傳承未來
未來傳承
This representation of Hong Kong in the 2025 Biennale Architettura in Venice wishes to respond to the call for “Intelligens. Natural. Artificial. Collective” by highlighting the “collective intelligens” of the public infrastructures, shaped in the metropolis’ formative post-war decades, and showcase their climatically-responsive tropical modernism already anticipating the Anthropocene turn. Remarkable in their realizations of the ordinary architectures that have been fundamental to Hong Kong’s global aspirations—from the co-operative housings and multifunctional market-library-sports public buildings to the composite and modernist industrial buildings—and designed by the likes of Chung Wah-Nan, Wong & Ouyang, Ng Chun Man and Dennis Lau, P&T, the Public Works Department and architects indigenous to the territory, these structures are until-now little documented, analysed nor shared internationally. Already starting to be replaced by rapidly-changing demand-sophistication and depleting in face of the proliferation of sealed curtain walls, those that remain of these everyday types will one day become the city’s sole “future heritages.” This exhibition thus wishes to highlight to the world and to Hong Kong, these overlooked representatives of the city’s paradigm-shifting era, when the intelligens for collective conceptions are realized in spite of density and economic priorities.
With the premise of returning to uncover and catalogue this representative recent past, in the way urban archaeologists discover the civilizational cosmology through material artefacts, the exhibition transplants these findings to the Campo della Tana site across from the Arsenale, which was once a manufacturing site of industrial scale in a pre-modern world.

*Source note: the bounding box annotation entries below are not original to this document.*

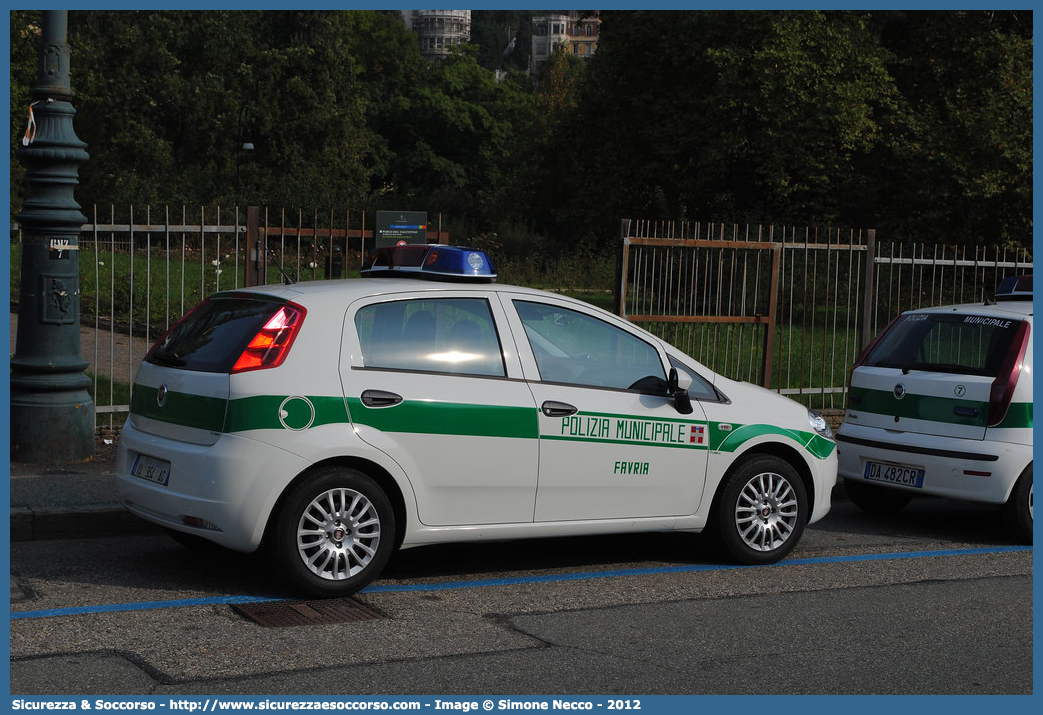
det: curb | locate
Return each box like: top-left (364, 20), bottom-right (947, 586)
top-left (10, 507), bottom-right (163, 543)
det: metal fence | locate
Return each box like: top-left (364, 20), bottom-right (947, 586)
top-left (617, 220), bottom-right (1033, 410)
top-left (11, 207), bottom-right (1033, 424)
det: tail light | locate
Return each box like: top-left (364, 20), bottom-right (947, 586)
top-left (988, 321), bottom-right (1029, 427)
top-left (232, 303), bottom-right (307, 374)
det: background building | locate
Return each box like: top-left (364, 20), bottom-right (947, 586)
top-left (531, 10), bottom-right (601, 69)
top-left (399, 10), bottom-right (470, 59)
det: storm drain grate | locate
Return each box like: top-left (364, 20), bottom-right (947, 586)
top-left (232, 598), bottom-right (383, 628)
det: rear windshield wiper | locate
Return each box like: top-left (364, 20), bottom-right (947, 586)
top-left (152, 350), bottom-right (188, 368)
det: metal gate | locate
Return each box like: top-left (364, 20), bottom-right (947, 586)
top-left (618, 221), bottom-right (782, 387)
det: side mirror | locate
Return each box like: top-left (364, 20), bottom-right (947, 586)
top-left (666, 368), bottom-right (695, 415)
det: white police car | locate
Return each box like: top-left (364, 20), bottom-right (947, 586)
top-left (836, 276), bottom-right (1033, 542)
top-left (118, 246), bottom-right (836, 596)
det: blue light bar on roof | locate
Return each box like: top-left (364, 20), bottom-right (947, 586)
top-left (361, 244), bottom-right (496, 282)
top-left (996, 275), bottom-right (1033, 300)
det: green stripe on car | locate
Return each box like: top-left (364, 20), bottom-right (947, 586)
top-left (130, 385), bottom-right (838, 459)
top-left (850, 388), bottom-right (989, 427)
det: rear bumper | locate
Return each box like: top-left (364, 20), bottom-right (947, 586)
top-left (836, 424), bottom-right (1033, 504)
top-left (116, 421), bottom-right (310, 551)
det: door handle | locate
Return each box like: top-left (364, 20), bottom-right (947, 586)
top-left (539, 400), bottom-right (579, 417)
top-left (362, 390), bottom-right (402, 408)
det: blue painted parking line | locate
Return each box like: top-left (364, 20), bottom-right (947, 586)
top-left (10, 546), bottom-right (1033, 620)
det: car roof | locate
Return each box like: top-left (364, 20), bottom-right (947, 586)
top-left (903, 300), bottom-right (1033, 320)
top-left (217, 277), bottom-right (588, 310)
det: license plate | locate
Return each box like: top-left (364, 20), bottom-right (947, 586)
top-left (863, 462), bottom-right (923, 489)
top-left (130, 454), bottom-right (170, 486)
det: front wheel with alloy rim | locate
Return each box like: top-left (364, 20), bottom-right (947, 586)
top-left (713, 454), bottom-right (807, 564)
top-left (271, 467), bottom-right (395, 597)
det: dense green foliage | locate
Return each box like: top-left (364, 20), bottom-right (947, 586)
top-left (10, 10), bottom-right (1033, 252)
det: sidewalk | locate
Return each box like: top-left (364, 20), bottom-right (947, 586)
top-left (10, 434), bottom-right (159, 542)
top-left (10, 313), bottom-right (157, 541)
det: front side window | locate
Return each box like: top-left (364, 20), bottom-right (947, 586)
top-left (514, 300), bottom-right (665, 390)
top-left (355, 298), bottom-right (506, 377)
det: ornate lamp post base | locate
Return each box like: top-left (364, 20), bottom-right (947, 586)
top-left (10, 10), bottom-right (94, 463)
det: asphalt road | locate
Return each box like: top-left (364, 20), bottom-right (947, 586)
top-left (10, 500), bottom-right (1033, 697)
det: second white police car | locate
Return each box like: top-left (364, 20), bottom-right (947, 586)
top-left (117, 246), bottom-right (836, 596)
top-left (838, 276), bottom-right (1033, 543)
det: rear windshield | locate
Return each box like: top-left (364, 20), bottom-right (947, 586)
top-left (145, 296), bottom-right (285, 372)
top-left (865, 313), bottom-right (1021, 377)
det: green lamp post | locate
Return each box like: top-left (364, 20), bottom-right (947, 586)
top-left (10, 10), bottom-right (94, 463)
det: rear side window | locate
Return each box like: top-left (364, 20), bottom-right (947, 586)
top-left (145, 297), bottom-right (286, 372)
top-left (355, 298), bottom-right (506, 377)
top-left (865, 313), bottom-right (1021, 377)
top-left (514, 300), bottom-right (666, 390)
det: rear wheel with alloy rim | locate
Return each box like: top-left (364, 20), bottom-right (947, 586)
top-left (1003, 465), bottom-right (1033, 544)
top-left (713, 454), bottom-right (807, 564)
top-left (272, 467), bottom-right (395, 597)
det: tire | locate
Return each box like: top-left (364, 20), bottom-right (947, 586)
top-left (713, 454), bottom-right (808, 564)
top-left (1003, 465), bottom-right (1033, 544)
top-left (270, 467), bottom-right (395, 598)
top-left (844, 479), bottom-right (913, 514)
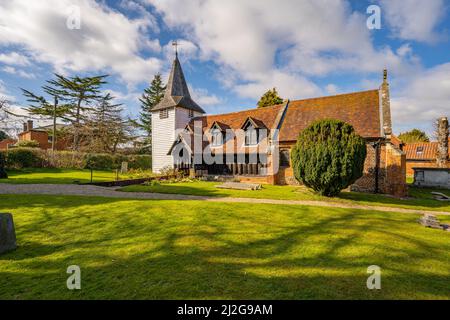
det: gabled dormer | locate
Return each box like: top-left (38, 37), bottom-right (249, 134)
top-left (209, 121), bottom-right (230, 147)
top-left (241, 117), bottom-right (267, 146)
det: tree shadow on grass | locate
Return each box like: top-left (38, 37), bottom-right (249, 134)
top-left (0, 208), bottom-right (450, 299)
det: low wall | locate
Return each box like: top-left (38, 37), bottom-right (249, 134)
top-left (414, 168), bottom-right (450, 189)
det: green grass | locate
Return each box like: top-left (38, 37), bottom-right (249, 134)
top-left (120, 181), bottom-right (450, 212)
top-left (0, 168), bottom-right (153, 184)
top-left (0, 195), bottom-right (450, 299)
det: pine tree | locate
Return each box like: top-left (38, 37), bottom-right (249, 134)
top-left (139, 73), bottom-right (166, 138)
top-left (258, 88), bottom-right (283, 108)
top-left (87, 93), bottom-right (132, 153)
top-left (22, 81), bottom-right (70, 151)
top-left (44, 74), bottom-right (108, 151)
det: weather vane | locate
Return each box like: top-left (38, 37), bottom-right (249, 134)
top-left (172, 40), bottom-right (178, 57)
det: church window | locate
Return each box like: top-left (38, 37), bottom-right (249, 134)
top-left (280, 150), bottom-right (291, 167)
top-left (245, 124), bottom-right (258, 146)
top-left (159, 109), bottom-right (169, 119)
top-left (211, 129), bottom-right (223, 147)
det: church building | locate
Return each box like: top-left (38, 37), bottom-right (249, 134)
top-left (152, 56), bottom-right (407, 197)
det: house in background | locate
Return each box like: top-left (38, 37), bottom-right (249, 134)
top-left (0, 120), bottom-right (70, 150)
top-left (152, 52), bottom-right (407, 197)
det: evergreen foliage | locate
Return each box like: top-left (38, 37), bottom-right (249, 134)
top-left (291, 120), bottom-right (367, 197)
top-left (258, 88), bottom-right (283, 108)
top-left (139, 73), bottom-right (166, 138)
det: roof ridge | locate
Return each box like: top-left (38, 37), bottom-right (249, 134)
top-left (291, 89), bottom-right (379, 102)
top-left (194, 103), bottom-right (285, 119)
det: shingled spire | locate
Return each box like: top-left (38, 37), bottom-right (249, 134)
top-left (152, 54), bottom-right (205, 113)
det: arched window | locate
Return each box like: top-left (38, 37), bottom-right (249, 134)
top-left (280, 149), bottom-right (291, 167)
top-left (245, 124), bottom-right (258, 146)
top-left (211, 129), bottom-right (223, 147)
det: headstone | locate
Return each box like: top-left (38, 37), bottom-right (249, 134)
top-left (0, 213), bottom-right (17, 254)
top-left (120, 161), bottom-right (128, 174)
top-left (0, 153), bottom-right (8, 179)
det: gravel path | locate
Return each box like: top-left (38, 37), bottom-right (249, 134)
top-left (0, 184), bottom-right (450, 215)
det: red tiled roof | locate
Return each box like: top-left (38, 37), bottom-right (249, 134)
top-left (280, 90), bottom-right (381, 141)
top-left (403, 139), bottom-right (450, 160)
top-left (189, 104), bottom-right (284, 130)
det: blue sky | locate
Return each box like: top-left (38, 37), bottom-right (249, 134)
top-left (0, 0), bottom-right (450, 133)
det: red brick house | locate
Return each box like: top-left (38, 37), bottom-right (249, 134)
top-left (403, 139), bottom-right (450, 176)
top-left (0, 138), bottom-right (17, 151)
top-left (0, 120), bottom-right (70, 150)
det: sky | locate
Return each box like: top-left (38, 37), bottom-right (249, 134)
top-left (0, 0), bottom-right (450, 134)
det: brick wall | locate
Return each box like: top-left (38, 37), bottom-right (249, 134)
top-left (276, 143), bottom-right (407, 197)
top-left (0, 139), bottom-right (17, 151)
top-left (406, 160), bottom-right (450, 176)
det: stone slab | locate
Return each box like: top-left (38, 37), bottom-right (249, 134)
top-left (216, 182), bottom-right (261, 190)
top-left (0, 213), bottom-right (17, 254)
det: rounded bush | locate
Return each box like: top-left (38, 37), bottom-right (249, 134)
top-left (85, 153), bottom-right (116, 170)
top-left (6, 148), bottom-right (44, 169)
top-left (291, 119), bottom-right (367, 197)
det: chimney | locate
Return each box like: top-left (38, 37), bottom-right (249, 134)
top-left (380, 69), bottom-right (392, 139)
top-left (436, 117), bottom-right (448, 168)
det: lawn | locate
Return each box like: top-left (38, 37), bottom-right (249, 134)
top-left (120, 181), bottom-right (450, 212)
top-left (0, 195), bottom-right (450, 299)
top-left (0, 168), bottom-right (153, 184)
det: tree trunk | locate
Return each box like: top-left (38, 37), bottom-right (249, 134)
top-left (52, 97), bottom-right (58, 151)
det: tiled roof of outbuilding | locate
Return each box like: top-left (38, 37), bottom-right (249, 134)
top-left (280, 90), bottom-right (382, 141)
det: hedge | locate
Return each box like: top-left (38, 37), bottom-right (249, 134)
top-left (4, 148), bottom-right (152, 170)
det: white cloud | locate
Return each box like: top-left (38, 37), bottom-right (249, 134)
top-left (189, 86), bottom-right (223, 107)
top-left (391, 63), bottom-right (450, 133)
top-left (0, 52), bottom-right (30, 66)
top-left (0, 0), bottom-right (162, 84)
top-left (325, 83), bottom-right (339, 95)
top-left (1, 66), bottom-right (36, 79)
top-left (147, 0), bottom-right (419, 99)
top-left (380, 0), bottom-right (446, 42)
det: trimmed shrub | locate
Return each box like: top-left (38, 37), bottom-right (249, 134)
top-left (16, 140), bottom-right (39, 148)
top-left (6, 148), bottom-right (152, 170)
top-left (125, 154), bottom-right (152, 170)
top-left (85, 153), bottom-right (117, 170)
top-left (291, 120), bottom-right (367, 197)
top-left (6, 148), bottom-right (46, 169)
top-left (45, 150), bottom-right (87, 169)
top-left (0, 151), bottom-right (8, 179)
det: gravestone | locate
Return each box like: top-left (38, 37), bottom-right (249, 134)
top-left (120, 161), bottom-right (128, 174)
top-left (0, 153), bottom-right (8, 179)
top-left (0, 213), bottom-right (17, 254)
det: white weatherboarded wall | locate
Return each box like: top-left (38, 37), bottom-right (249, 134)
top-left (152, 108), bottom-right (201, 173)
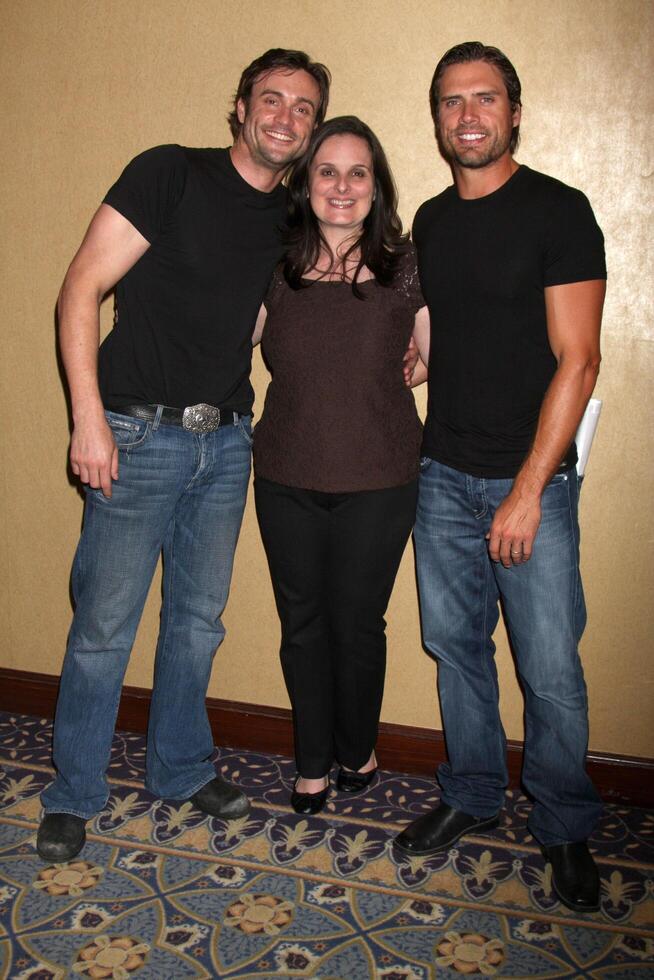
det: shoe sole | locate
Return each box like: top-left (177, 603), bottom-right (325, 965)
top-left (393, 817), bottom-right (500, 857)
top-left (336, 772), bottom-right (377, 796)
top-left (540, 847), bottom-right (602, 912)
top-left (552, 880), bottom-right (601, 912)
top-left (36, 834), bottom-right (86, 864)
top-left (188, 796), bottom-right (252, 820)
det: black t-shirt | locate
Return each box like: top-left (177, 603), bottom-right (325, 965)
top-left (99, 145), bottom-right (286, 413)
top-left (413, 166), bottom-right (606, 478)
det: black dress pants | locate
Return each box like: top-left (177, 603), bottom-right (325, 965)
top-left (254, 478), bottom-right (418, 779)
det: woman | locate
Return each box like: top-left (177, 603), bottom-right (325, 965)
top-left (254, 116), bottom-right (429, 813)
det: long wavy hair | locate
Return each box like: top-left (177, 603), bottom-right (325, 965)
top-left (284, 116), bottom-right (409, 299)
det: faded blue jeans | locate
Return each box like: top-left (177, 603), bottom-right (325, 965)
top-left (41, 412), bottom-right (251, 819)
top-left (414, 459), bottom-right (601, 845)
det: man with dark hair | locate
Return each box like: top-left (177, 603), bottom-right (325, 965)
top-left (37, 48), bottom-right (329, 861)
top-left (397, 42), bottom-right (606, 911)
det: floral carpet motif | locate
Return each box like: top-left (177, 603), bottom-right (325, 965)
top-left (0, 713), bottom-right (654, 980)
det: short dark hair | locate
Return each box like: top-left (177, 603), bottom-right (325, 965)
top-left (227, 48), bottom-right (332, 139)
top-left (284, 116), bottom-right (409, 298)
top-left (429, 41), bottom-right (522, 153)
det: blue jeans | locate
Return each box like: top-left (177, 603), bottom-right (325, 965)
top-left (42, 412), bottom-right (251, 819)
top-left (415, 460), bottom-right (601, 845)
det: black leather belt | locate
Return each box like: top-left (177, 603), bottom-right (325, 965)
top-left (109, 402), bottom-right (239, 432)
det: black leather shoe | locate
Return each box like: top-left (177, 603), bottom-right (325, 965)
top-left (36, 813), bottom-right (86, 864)
top-left (543, 840), bottom-right (600, 912)
top-left (190, 776), bottom-right (250, 820)
top-left (336, 766), bottom-right (377, 793)
top-left (291, 776), bottom-right (329, 814)
top-left (393, 803), bottom-right (500, 855)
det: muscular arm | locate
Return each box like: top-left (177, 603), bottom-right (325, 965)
top-left (57, 204), bottom-right (150, 497)
top-left (405, 306), bottom-right (431, 388)
top-left (487, 279), bottom-right (606, 568)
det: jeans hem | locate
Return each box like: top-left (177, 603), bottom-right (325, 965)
top-left (43, 797), bottom-right (98, 820)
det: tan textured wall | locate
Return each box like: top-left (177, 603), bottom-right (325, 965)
top-left (0, 0), bottom-right (654, 756)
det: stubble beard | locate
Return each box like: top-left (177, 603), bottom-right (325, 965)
top-left (436, 129), bottom-right (511, 170)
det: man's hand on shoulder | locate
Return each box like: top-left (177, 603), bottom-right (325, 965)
top-left (70, 415), bottom-right (118, 497)
top-left (486, 484), bottom-right (541, 568)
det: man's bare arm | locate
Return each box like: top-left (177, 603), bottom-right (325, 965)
top-left (487, 279), bottom-right (606, 568)
top-left (57, 204), bottom-right (150, 497)
top-left (252, 303), bottom-right (268, 347)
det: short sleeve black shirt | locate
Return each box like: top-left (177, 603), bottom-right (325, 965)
top-left (99, 145), bottom-right (286, 413)
top-left (413, 166), bottom-right (606, 478)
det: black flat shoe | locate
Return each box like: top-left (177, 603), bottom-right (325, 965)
top-left (542, 840), bottom-right (600, 912)
top-left (36, 813), bottom-right (86, 864)
top-left (393, 803), bottom-right (500, 856)
top-left (336, 766), bottom-right (377, 793)
top-left (291, 776), bottom-right (329, 814)
top-left (189, 776), bottom-right (250, 820)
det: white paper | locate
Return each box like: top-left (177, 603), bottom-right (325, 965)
top-left (575, 398), bottom-right (602, 476)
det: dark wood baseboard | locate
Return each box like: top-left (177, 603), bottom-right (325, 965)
top-left (0, 669), bottom-right (654, 808)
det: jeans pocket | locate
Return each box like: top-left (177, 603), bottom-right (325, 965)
top-left (236, 415), bottom-right (253, 447)
top-left (105, 412), bottom-right (152, 450)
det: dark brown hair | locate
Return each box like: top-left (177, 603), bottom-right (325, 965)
top-left (284, 116), bottom-right (409, 299)
top-left (227, 48), bottom-right (332, 139)
top-left (429, 41), bottom-right (522, 153)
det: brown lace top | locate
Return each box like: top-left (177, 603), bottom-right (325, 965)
top-left (254, 250), bottom-right (425, 493)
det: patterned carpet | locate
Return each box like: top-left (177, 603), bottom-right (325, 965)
top-left (0, 714), bottom-right (654, 980)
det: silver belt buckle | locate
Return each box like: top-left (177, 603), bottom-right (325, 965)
top-left (182, 402), bottom-right (220, 432)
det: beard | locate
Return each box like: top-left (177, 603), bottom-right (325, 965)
top-left (436, 129), bottom-right (512, 170)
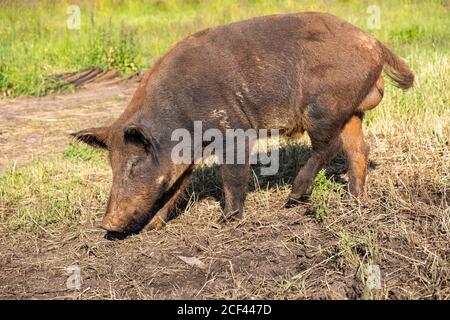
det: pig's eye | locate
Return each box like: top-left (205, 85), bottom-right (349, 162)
top-left (128, 158), bottom-right (142, 175)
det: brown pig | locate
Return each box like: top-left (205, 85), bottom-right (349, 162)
top-left (73, 13), bottom-right (414, 233)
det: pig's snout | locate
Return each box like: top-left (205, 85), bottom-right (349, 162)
top-left (100, 215), bottom-right (125, 233)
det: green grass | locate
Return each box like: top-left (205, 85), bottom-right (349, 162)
top-left (0, 0), bottom-right (450, 96)
top-left (310, 169), bottom-right (344, 221)
top-left (0, 0), bottom-right (450, 229)
top-left (62, 142), bottom-right (105, 163)
top-left (0, 144), bottom-right (110, 231)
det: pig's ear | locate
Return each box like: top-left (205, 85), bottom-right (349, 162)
top-left (70, 127), bottom-right (109, 149)
top-left (123, 123), bottom-right (158, 156)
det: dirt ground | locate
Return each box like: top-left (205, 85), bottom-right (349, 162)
top-left (0, 76), bottom-right (450, 299)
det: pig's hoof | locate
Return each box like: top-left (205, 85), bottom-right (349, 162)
top-left (284, 194), bottom-right (307, 208)
top-left (145, 217), bottom-right (166, 231)
top-left (217, 210), bottom-right (243, 223)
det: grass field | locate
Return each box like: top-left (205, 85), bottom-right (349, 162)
top-left (0, 0), bottom-right (450, 299)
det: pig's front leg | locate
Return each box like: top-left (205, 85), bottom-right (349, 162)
top-left (145, 170), bottom-right (192, 230)
top-left (219, 163), bottom-right (250, 222)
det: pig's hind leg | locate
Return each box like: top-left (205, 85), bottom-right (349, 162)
top-left (341, 114), bottom-right (370, 197)
top-left (219, 141), bottom-right (251, 223)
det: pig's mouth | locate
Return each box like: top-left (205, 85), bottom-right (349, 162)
top-left (114, 168), bottom-right (192, 238)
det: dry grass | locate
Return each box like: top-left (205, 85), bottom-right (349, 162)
top-left (0, 2), bottom-right (450, 299)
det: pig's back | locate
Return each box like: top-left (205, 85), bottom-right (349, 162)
top-left (153, 13), bottom-right (382, 129)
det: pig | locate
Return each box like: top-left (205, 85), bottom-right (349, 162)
top-left (73, 12), bottom-right (414, 233)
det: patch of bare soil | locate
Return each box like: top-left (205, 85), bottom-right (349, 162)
top-left (0, 69), bottom-right (139, 172)
top-left (0, 77), bottom-right (450, 299)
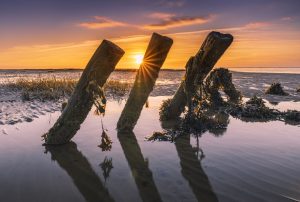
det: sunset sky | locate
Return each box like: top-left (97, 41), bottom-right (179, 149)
top-left (0, 0), bottom-right (300, 69)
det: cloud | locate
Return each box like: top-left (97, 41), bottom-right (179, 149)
top-left (143, 13), bottom-right (212, 30)
top-left (243, 22), bottom-right (271, 29)
top-left (158, 0), bottom-right (186, 8)
top-left (78, 16), bottom-right (127, 29)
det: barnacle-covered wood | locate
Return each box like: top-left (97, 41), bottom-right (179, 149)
top-left (118, 132), bottom-right (162, 202)
top-left (43, 40), bottom-right (124, 144)
top-left (117, 33), bottom-right (173, 131)
top-left (160, 32), bottom-right (233, 120)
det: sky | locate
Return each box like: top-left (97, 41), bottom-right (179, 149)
top-left (0, 0), bottom-right (300, 69)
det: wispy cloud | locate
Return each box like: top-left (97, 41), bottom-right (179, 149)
top-left (243, 22), bottom-right (271, 29)
top-left (158, 0), bottom-right (186, 8)
top-left (280, 16), bottom-right (293, 21)
top-left (143, 13), bottom-right (212, 30)
top-left (148, 12), bottom-right (176, 20)
top-left (78, 16), bottom-right (127, 29)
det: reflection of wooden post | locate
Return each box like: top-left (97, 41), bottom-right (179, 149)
top-left (118, 132), bottom-right (162, 202)
top-left (44, 40), bottom-right (124, 144)
top-left (175, 135), bottom-right (218, 202)
top-left (161, 32), bottom-right (233, 120)
top-left (46, 142), bottom-right (114, 201)
top-left (117, 33), bottom-right (173, 131)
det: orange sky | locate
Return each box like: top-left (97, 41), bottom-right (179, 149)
top-left (0, 1), bottom-right (300, 69)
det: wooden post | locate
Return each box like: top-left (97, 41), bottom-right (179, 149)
top-left (117, 33), bottom-right (173, 131)
top-left (118, 132), bottom-right (162, 202)
top-left (46, 142), bottom-right (114, 201)
top-left (43, 40), bottom-right (124, 144)
top-left (160, 32), bottom-right (233, 120)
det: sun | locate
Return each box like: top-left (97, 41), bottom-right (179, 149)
top-left (134, 54), bottom-right (144, 65)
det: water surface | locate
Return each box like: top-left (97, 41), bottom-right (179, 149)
top-left (0, 96), bottom-right (300, 202)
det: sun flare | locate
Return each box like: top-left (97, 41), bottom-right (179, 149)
top-left (134, 54), bottom-right (144, 65)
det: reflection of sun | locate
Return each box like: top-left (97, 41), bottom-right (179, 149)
top-left (134, 54), bottom-right (144, 65)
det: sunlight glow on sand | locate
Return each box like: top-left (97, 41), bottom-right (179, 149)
top-left (134, 54), bottom-right (144, 65)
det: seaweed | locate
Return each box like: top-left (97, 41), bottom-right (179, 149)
top-left (204, 68), bottom-right (242, 106)
top-left (99, 157), bottom-right (114, 182)
top-left (265, 83), bottom-right (289, 96)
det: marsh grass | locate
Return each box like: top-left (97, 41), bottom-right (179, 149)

The exhibition will remind an international audience that it is these public infrastructures and its collective intelligens that make for the rise of great commercial hubs of the world. While one had been read as a fragrant harbour between piles of barren rocks once and the other emerged out of the murky waters of the lagoons, the island cities of Hong Kong and Venice have since become crucial nodes, though of different eras, in the global flows of goods, knowledge and cultures. Both exist in the precarious equilibrium between the “natural” and the “artificial.” In addition to showcasing Hong Kong’s collective intelligens inside the former storage spaces of Campo della Tana (“tana” itself a resource brought by water for the Corderie’s rope production in the Arsenale), this edition also choreographs the outdoor courtyard as a space for a projective future. The juxtaposition of the two cities will be activated by transplanting Hong Kong’s ubiquitous bamboo scaffolding, a practiced and existing construction method in Hong Kong that is also already part of the circular economy and a yet-to-be recognized intangible heritage for construction knowhow, and the sifus or masters who shape them. On the occasions of the birthday of Tinhau (Sea Goddess), Dragon Boat, the Hungry Ghost, and Mid-Autumn Festivals in late April, May, July and October, the scaffolding will be fashioned as the theatre to the seasons, bringing the cities and their pasts and aspirations together through the shifting tides and the lunar cycle.
Visitors, by entering into the Campo della Tana site will be, performing their own journey between the projective and the archival, heritage and future, collective intelligens and natural/artificial.